叶然托着腮,叹气:“你睡吧,我想想画什么。”
沈时啧一声,想说什么,但看见叶然专心致志地模样后,还是停下动作,躺到沙发上,不再吵他。
叶然是个很有原则的人。
应承的事就一定要做好,哪怕是画画,也绝不敷衍了事,宁愿什么也不画,也不会胡乱交上去应付老师。
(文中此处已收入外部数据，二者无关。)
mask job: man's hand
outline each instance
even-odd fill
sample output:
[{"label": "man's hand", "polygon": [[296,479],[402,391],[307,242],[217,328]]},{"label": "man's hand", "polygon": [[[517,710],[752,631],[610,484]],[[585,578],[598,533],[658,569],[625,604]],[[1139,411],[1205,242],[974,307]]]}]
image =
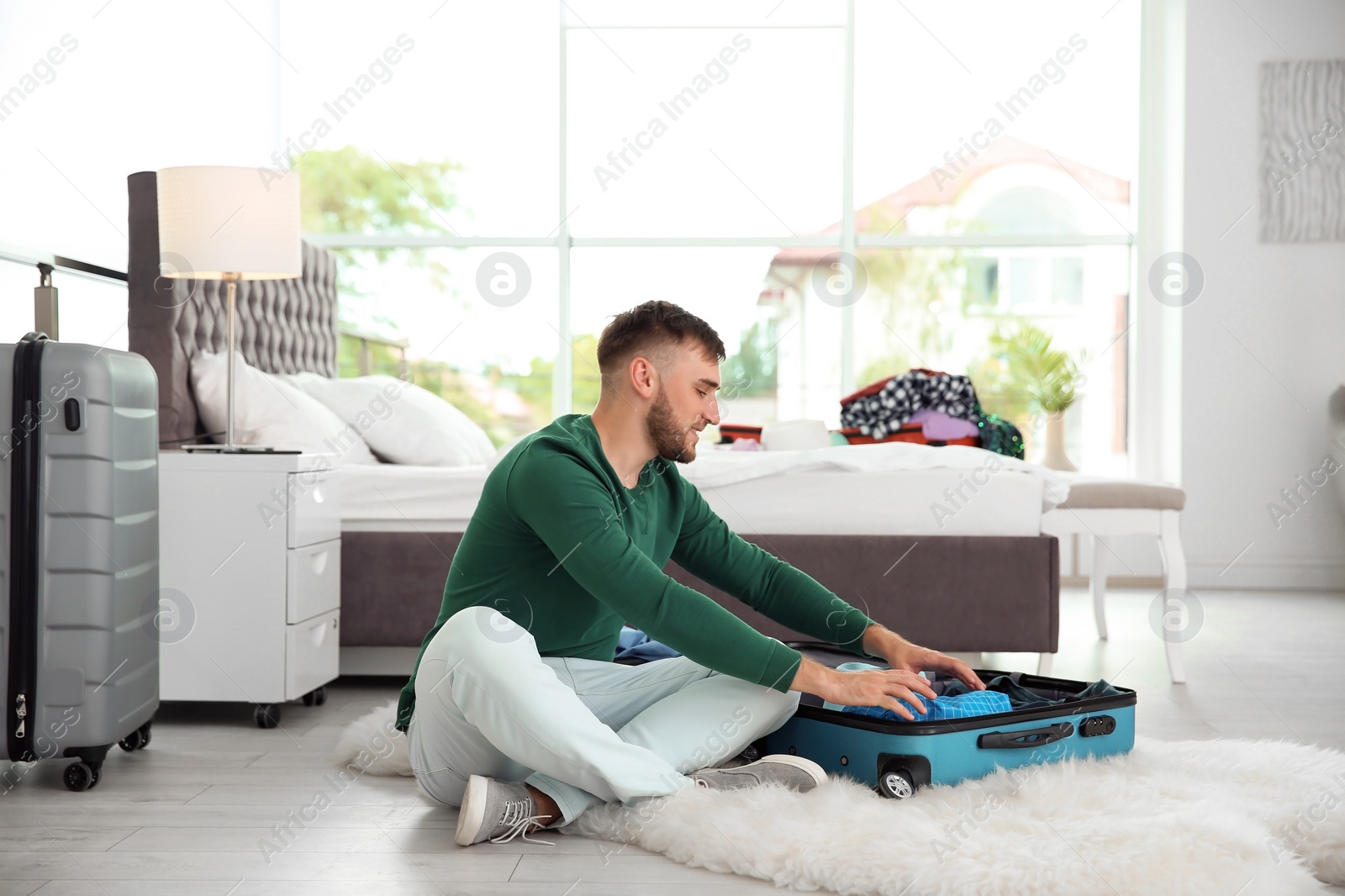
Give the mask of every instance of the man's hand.
[{"label": "man's hand", "polygon": [[839,671],[823,666],[815,659],[803,658],[799,671],[794,677],[792,690],[802,690],[816,694],[822,700],[841,704],[842,706],[882,706],[890,709],[907,721],[913,721],[915,716],[909,709],[897,702],[904,700],[921,713],[928,712],[924,701],[916,697],[923,694],[933,700],[933,689],[917,673],[904,669],[862,669],[858,671]]},{"label": "man's hand", "polygon": [[971,666],[967,663],[954,659],[947,654],[940,654],[937,650],[912,644],[897,632],[878,624],[869,626],[865,630],[863,650],[870,657],[882,657],[888,661],[889,666],[897,670],[919,673],[932,669],[958,677],[972,690],[986,689],[985,683],[976,677],[976,673],[971,671]]}]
小时候沈时一陪叶然画画,就是一整夜,他强忍着困意守着弟弟,习惯沿袭下来,至今仍是。
视线里,叶然的身影越发模糊。
沈时从去了巴西便一直紧绷的神经终于在此刻松缓,空气中漂浮着颜料的气味,其间夹杂着淡淡的、柔软的清香。
撩过心尖,让他的喉结滚了滚,难耐的压下燥意。
身后的呼吸渐渐匀长。
叶然转过身,沈时睡得很沉,一只胳膊横在眼睛上,另一只胳膊随性的下垂,午后炙热的阳光穿过窗帘缝隙,洒在他脸畔,描摹出他鼻梁到下颌的深刻线条。
从艺术生的视角来看,沈时是梦寐以求的模特。
匀称漂亮的肌肉、黄金比例的身材、窄瘦的腰线、极具有线条感的五官,叶然静静看着他,忽然想到球场上,沈时高高跳起,腿腹、腰身、肩脊绷成一条直线,强悍、利落,绝不拖泥带水的那一幕。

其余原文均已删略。